Unfortunately, the first task, "wait for number seconds," shares a common calling format with the third task, "wait for expression to be non-NIL." The rule "do the first task only if the number is explicitly given" is not intuitive, easy to forget, and a pain to live with. For example, it makes it impossible to say
(wait-for *default-wait-period*)
The Fix
The fix is not to write a comment that says "use only literal numbers for wait times." Where would the comment go? If we put it on the definition, it won't be seen by someone modifying a call to wait-for. And it's pretty unlikely that programmers using wait-for will remember to put a comment on every call to wait-for that says "don't replace this number with a variable!"
Nor is it to change
wait-for
to evaluate its argument and, if the result
is a number, do the first task, otherwise do the third.

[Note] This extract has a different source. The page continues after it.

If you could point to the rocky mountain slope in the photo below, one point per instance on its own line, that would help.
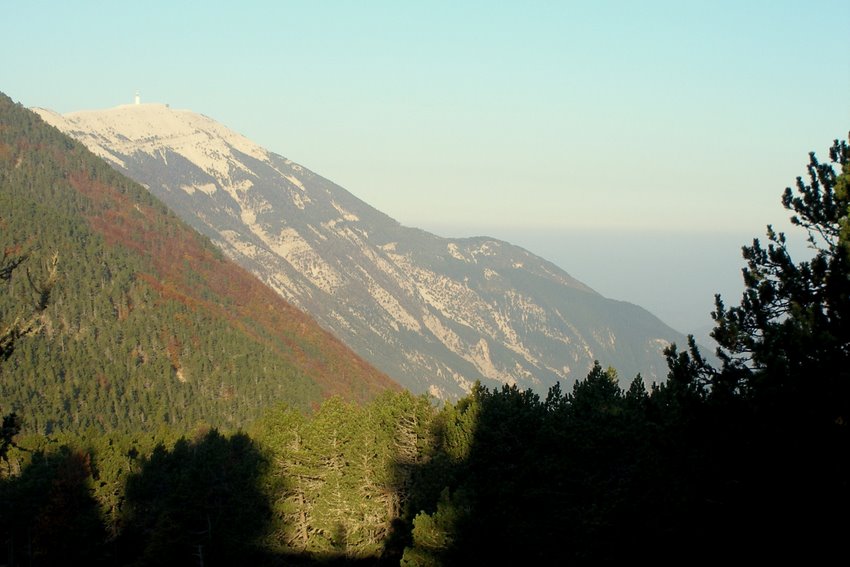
(148, 324)
(434, 313)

First, this rule counts
on programmers knowing and
remembering that, in wait-for, unlike elsewhere in Lisp, a number is
not treated like other non-NIL values.
Second, exactly what is the rule? If exp in (wait-for exp)
returns nil the first few times, and then returns 3, is that
a signal to stop waiting or a signal to wait three more seconds?
The appropriate fix is to have two waiting forms, e.g., (wait-for
number)
, which is a function, and
(wait-until expression)
, which is a macro.
Each waiting form can then have simple unsurprising semantics.